Sensorized Exoskeleton For Therapy Gamification

Abstract

Rehabilitation of knee injuries is a demanding process, often hindered by repetitive exercises and subjective progress assessments, leading to patient demotivation and prolonged recovery. This bachelor’s thesis addresses these challenges by proposing a sensorized exoskeleton integrated with a serious-game-like application. The aim is to show the potential for future development of therapy gamification of knee injuries.

The project combines wearable sensor technology with a serious-game-like application to simulate rehabilitation. A lightweight, 3D printed exoskeleton prototype equipped with an angular encoder, an IMU, and EMG sensors was developed to collect real-time kinematic data. This data is processed via micro-ROS and ROS 2 for joint angle and movement analysis, as well as muscle activity. It is then transmitted to a Unity game. In this environment, knee angle measurements drive the primary "Exo-Slide" therapy game, while EMG threshold crossings control the "Rehab Flappy" adaptation game. Gamification elements such as visual feedback and goal-oriented tasks were incorporated to motivate patients and ensure adherence to prescribed exercises.

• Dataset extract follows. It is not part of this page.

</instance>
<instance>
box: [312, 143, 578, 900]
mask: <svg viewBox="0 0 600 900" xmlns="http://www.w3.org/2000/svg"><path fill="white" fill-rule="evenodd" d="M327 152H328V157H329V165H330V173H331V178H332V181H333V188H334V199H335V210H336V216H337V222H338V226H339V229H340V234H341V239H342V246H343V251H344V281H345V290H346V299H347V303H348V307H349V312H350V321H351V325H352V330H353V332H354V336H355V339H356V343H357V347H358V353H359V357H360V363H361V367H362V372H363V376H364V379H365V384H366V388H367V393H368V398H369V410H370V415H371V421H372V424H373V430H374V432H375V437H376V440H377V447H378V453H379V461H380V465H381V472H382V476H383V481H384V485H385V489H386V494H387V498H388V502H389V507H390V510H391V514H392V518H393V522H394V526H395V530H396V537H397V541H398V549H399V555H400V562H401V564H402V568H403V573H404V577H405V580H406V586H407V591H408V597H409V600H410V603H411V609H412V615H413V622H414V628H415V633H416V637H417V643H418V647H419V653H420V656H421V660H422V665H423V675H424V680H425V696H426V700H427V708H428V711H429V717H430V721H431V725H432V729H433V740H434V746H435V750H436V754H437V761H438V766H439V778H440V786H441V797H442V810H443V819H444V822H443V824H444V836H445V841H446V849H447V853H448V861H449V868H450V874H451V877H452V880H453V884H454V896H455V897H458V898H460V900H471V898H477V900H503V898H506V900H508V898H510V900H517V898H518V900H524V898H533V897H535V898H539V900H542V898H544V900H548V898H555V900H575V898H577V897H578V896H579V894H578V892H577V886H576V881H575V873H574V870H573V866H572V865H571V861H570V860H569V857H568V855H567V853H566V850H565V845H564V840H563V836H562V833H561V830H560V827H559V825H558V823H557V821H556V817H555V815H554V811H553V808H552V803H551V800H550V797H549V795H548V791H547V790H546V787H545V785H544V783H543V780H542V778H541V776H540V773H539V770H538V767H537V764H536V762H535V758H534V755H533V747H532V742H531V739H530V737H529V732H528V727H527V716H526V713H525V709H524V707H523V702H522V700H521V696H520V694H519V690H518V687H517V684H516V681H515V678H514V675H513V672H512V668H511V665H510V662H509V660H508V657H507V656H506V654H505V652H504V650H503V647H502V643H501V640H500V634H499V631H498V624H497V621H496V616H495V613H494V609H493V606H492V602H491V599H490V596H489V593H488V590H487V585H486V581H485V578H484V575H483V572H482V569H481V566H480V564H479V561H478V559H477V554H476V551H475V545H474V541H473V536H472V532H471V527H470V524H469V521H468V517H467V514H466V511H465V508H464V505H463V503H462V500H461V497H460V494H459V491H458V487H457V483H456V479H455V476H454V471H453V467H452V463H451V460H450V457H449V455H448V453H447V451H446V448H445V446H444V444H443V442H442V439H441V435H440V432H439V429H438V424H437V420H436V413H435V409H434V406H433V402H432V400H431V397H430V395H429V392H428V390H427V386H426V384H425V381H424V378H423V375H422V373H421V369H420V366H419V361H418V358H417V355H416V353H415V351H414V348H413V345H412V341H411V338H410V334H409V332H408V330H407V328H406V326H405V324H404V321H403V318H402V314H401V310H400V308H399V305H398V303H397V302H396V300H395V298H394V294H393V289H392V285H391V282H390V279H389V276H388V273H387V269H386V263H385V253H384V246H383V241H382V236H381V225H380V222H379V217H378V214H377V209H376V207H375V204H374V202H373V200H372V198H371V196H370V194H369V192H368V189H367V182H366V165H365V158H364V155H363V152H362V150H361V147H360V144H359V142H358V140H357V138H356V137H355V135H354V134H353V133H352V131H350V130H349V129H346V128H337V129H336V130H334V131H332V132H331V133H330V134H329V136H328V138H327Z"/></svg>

Results showed that it is possible to use a sensorized exoskeleton to accurately control a serous-game-like application, which is promising for the development of actual serious gaming integration. Future work includes gamifying more rehab exercises, expanding sensor types, and refining the gamification framework for broader applications.

This project highlights the transformative role of interdisciplinary engineering in healthcare, wearable robotics, and bridging biomedical innovation with patientcentered game design to redefine modern physiotherapy.